The anger was back, but nothing I could do about that—and I could kind of see where Greene was coming from with the reasoning for wanting me gone. “How come my people are still living on your doorstep then if we’re all persona non grata?”
“Just you and your husband,” Greene was quick to explain. “Consensus has it that your disappearance sealed your fate. You used the others and discarded them like rags after you’d gotten your use out of them.”
“Is any of that actually supposed to make sense?” I’d managed to keep a lid on my anger until this, but enough was enough. “And you, personally, don’t believe that shit, right?”
His smile was a little sad but mostly neutral—not very easing on my nerves. “It doesn’t matter what I personally believe when I have twenty thousand people close b
y who say otherwise. Of course, I got to meet you face-to-face on several occasions, and I may know a few details that the rabble out there isn’t aware of. It doesn’t really matter. It’s the fallout you have to deal with, whether you caused it or not.”
My, wasn’t that just perfect? At least Greene had had the common decency to warn me—which Richards hadn’t, and I didn’t believe for a second that he and his soldiers didn’t know this version of the story. Of course, if I’d known all that, I may not have simply come along with them—although, I hated to admit, they still were my only option, unless I’d wanted to add weeks or months to my journey.
It sure added a new layer of unease to what was already churning deep in my stomach.

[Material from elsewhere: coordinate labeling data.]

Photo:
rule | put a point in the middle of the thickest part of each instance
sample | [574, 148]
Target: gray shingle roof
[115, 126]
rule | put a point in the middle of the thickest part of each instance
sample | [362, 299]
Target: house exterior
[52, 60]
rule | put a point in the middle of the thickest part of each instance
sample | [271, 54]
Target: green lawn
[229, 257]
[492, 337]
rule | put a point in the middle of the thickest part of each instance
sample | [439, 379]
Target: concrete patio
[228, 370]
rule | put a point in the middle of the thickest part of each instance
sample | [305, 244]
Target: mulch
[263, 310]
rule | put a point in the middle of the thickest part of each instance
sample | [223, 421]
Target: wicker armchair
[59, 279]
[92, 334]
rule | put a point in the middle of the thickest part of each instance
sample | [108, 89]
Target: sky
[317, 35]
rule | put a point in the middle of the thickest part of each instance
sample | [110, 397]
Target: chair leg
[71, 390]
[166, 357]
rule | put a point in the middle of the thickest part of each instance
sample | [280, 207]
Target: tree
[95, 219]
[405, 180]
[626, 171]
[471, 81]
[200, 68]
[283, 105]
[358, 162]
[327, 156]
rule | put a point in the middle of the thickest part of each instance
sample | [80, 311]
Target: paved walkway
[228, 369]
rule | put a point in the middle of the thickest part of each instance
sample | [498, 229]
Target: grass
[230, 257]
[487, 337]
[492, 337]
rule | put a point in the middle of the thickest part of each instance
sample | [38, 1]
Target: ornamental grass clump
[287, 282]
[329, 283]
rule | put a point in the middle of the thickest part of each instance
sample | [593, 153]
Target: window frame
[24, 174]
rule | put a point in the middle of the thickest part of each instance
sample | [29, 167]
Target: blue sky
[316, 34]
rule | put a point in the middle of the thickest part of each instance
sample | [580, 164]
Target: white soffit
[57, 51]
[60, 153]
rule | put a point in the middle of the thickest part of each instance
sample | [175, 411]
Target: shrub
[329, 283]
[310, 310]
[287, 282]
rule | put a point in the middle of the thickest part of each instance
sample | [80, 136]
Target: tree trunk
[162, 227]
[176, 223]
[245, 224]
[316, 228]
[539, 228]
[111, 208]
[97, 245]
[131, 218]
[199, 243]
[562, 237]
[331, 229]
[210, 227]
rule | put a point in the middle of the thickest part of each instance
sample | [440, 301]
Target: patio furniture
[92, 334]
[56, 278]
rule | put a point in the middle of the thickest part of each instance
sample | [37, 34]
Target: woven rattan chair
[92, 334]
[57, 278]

“Guess returning from the dead is never without a hitch,” I finally offered when Greene was still waiting for something a good few minutes later. He had no wise words to offer in return. Maybe it was better this way.
Chapter 13
Three hours later, and the time for feeling sorry for myself was up. I hadn’t been to New Angeles often by boat, but even so, I could see how much growth and progress there had been along the coast. Gone were the few overrun towns, fire and looting having reduced a lot to bare bones, with no shambler moving in sight. A few times I’d thought I felt the light thrumming of a beacon coming from the distance—a good explanation why, after the cleanup, the coast had remained abandoned. Twice, we passed working docks that were in much better condition, if empty of people at the moment—leading to settlements further inland, I figured. Once in a while I thought I saw movement on the coast but couldn’t be sure; we passed our fair share of small fishing vessels, going up and down the shoreline, a few also hauling cargo. It all seemed so normal, like nothing had happened after we had to learn not to rely on fossil fuels and electricity any longer, although to a point they obviously still did. I had lost all interest in inquiring what the ship was running on. Who cared if they’d managed to get a refinery running again or not? I had much bigger fish to fry—or get fried myself, which seemed all the more likely.